I think that the problem might be a dereference when a file operation call
happens if accesses to the device but the struct is already freed, so the
allocated structure should be freed after the last release call because you
can't guarantee is _not_ used before that. In this case class_dev is embedded to
the struct so I guess that the only resource we need to free is the cros_ec
device struct. I can be wrong, I didn't continue the research.

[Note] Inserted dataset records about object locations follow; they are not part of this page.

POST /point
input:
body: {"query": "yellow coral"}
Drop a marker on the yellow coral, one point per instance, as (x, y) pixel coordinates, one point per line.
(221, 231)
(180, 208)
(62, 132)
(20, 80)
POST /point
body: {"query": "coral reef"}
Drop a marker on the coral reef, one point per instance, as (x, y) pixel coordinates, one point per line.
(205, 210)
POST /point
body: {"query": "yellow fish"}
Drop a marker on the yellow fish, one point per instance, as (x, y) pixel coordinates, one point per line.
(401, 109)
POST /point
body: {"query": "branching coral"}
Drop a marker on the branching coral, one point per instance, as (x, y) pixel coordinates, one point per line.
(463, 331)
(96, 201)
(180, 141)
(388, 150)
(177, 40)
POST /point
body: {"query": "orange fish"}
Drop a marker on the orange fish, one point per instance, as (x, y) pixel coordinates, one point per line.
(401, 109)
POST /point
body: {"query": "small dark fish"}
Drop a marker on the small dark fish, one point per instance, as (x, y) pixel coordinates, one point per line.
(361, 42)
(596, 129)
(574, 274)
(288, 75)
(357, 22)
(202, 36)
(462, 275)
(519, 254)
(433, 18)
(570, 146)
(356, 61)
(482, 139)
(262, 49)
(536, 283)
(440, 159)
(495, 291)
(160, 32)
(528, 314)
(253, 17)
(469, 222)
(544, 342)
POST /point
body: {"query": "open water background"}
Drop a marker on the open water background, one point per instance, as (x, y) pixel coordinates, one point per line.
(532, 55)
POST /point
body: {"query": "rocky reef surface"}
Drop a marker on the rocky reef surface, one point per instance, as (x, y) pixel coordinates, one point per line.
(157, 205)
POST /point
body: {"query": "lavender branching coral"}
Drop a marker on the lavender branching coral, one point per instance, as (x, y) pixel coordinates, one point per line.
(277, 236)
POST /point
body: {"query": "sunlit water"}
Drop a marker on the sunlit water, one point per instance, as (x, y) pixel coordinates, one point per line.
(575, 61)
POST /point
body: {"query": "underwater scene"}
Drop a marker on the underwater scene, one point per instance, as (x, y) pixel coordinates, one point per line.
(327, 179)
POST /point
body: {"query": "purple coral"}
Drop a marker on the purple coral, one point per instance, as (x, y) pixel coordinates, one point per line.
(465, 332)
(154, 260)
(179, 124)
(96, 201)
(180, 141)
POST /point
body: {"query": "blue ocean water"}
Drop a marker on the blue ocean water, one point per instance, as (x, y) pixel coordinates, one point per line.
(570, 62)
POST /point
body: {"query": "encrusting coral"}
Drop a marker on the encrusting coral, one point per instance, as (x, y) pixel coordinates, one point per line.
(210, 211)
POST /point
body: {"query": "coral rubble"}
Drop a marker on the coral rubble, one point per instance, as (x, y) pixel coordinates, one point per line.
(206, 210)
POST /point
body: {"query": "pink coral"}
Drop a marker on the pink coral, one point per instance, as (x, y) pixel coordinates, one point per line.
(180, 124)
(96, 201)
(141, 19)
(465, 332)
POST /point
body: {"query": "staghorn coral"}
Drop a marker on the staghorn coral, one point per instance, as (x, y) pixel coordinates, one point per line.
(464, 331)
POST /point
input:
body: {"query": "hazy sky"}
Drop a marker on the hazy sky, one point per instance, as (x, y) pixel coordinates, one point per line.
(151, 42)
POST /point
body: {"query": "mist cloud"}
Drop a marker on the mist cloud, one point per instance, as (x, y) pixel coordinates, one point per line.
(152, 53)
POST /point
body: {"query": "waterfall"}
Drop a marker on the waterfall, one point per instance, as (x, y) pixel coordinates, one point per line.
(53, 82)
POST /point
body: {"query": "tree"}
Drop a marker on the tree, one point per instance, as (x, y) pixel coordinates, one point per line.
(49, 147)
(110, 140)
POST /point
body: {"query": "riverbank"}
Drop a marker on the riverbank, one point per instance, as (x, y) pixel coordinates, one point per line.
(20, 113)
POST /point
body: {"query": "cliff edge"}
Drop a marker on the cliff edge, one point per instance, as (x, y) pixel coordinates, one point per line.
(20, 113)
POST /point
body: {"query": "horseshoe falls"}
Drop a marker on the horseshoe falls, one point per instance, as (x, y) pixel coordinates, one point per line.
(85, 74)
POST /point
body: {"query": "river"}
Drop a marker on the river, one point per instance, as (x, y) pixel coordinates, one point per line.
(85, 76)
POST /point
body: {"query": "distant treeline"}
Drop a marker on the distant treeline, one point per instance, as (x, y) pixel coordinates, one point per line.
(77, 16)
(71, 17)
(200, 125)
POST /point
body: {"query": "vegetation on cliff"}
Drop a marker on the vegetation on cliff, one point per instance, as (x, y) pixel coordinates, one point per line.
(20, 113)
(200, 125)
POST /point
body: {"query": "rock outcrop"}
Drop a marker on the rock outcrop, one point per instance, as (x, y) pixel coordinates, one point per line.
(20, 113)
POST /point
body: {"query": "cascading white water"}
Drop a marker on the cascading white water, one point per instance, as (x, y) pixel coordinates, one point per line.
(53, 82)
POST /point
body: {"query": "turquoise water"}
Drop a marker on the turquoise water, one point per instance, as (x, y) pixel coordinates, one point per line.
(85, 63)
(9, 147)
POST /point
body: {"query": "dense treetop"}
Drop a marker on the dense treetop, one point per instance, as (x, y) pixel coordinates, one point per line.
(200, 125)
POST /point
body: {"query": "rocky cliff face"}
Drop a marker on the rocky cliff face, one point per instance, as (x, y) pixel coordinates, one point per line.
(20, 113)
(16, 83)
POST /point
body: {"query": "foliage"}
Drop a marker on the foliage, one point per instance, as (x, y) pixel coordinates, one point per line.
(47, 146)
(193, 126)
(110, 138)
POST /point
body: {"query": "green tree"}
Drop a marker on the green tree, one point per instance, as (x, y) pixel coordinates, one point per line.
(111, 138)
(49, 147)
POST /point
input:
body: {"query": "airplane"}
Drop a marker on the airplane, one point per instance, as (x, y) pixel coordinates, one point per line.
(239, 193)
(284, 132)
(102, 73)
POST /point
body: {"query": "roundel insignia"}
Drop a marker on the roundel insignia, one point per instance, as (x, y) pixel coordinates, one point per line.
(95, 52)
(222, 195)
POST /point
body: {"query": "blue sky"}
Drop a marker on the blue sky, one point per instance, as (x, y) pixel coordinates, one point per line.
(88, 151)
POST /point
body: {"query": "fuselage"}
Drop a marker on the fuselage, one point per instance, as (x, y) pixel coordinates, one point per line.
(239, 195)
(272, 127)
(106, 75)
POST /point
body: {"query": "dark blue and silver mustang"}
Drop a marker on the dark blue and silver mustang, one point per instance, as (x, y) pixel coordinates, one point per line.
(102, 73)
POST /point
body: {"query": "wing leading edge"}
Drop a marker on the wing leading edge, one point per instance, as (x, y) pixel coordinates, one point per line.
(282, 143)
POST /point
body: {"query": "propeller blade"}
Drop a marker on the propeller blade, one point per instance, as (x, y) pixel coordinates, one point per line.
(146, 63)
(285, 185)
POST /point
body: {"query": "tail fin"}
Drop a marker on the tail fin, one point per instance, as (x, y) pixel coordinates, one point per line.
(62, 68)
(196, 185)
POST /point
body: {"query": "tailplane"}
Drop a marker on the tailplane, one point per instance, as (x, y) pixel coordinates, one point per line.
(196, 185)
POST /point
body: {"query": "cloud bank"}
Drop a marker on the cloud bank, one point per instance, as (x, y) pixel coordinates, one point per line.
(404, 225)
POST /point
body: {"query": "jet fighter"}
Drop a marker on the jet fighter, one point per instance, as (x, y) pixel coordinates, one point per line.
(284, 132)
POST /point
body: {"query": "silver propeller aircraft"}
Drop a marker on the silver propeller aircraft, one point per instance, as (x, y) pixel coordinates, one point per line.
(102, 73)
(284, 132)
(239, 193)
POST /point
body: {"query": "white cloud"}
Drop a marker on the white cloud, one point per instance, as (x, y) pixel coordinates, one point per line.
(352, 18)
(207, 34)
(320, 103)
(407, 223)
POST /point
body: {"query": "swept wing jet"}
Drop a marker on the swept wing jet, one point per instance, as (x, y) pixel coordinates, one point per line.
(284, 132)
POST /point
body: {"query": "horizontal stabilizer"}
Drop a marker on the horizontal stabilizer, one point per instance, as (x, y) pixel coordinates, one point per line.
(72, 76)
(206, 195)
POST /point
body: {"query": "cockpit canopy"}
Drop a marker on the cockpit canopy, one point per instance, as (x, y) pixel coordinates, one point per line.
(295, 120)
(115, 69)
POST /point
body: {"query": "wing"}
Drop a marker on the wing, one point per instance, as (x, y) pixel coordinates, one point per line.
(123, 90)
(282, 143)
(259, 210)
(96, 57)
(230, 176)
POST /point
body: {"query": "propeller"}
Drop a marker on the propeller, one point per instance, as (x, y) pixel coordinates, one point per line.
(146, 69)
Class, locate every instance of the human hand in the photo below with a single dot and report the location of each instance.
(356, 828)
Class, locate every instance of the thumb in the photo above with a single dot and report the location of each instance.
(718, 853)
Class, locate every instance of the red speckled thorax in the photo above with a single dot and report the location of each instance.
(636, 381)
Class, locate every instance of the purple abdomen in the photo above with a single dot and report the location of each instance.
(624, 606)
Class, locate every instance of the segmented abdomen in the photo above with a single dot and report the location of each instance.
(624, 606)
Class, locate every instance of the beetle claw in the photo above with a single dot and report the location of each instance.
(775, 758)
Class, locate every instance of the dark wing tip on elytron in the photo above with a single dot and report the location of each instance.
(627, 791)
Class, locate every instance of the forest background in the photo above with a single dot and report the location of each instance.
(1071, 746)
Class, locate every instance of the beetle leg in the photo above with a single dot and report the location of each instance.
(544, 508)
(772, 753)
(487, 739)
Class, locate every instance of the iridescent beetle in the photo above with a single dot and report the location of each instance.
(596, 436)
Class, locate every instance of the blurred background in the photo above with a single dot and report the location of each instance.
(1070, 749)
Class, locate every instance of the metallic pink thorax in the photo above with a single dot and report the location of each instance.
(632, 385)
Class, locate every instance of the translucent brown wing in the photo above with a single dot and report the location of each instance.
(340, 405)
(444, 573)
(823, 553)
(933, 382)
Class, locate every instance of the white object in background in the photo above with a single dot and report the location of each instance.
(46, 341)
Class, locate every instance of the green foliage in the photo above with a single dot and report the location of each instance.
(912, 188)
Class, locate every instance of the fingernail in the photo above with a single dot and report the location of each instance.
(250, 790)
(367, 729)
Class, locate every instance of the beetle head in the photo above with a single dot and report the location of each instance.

This is what Guenter make me think when he said "object lifetime", then I read
the Greg's answer. I felt bad and I just abandoned that task and switch to
another one. There were still open questions in my mind but I was not so
motivated to solve it.

Before send the patch I looked at the code and I saw that there are different
places where an "empty" release function is used. If this is never allowed,
maybe we can create a cocci script to catch these cases, I started this script
(thanks Peter for helping me). Only detects two places, but the script is not
complete as should also take in consideration when the release function is
assigned in a function (usually people does this) instead of assigning the
function directly in the struct. I'll be happy to help on this if people think
will be useful.


@r1@
identifier I, s, func;
@@
struct I s = { ..., .dev_release = func, ...};

@r2@
identifier r1.func;
position p1;
@@
func@p1(...){}

@script:python@
fn << r1.func;
p1 << r2.p1;
@@

print ("%s:%s empty release function at lines %s" % (p1[0].file,fn,p1[0].line))

Thanks
Enric

> To quote Documentation/kobject.txt:
> One important point cannot be overstated: every kobject must
> have a release() method, and the kobject must persist (in a
> consistent state) until that method is called. If these
> constraints are not met, the code is flawed. Note that the
> kernel will warn you if you forget to provide a release()
> method. Do not try to get rid of this warning by providing an
> "empty" release function; you will be mocked mercilessly by the
> kobject maintainer if you attempt this.
>
> The fact that you couldn't even find this means that it probably is in
> the wrong place, but then, where is the "right" place for where everyone
> can see it? Should I refer to this file in the kernel error message?
>
> That file also should answer your other questions about lifetime rules
> of kobjects, which is really the same thing as 'struct device' here. If
> not, please let me know and I can fix it up.
>
> thanks,
>
> greg k-h
>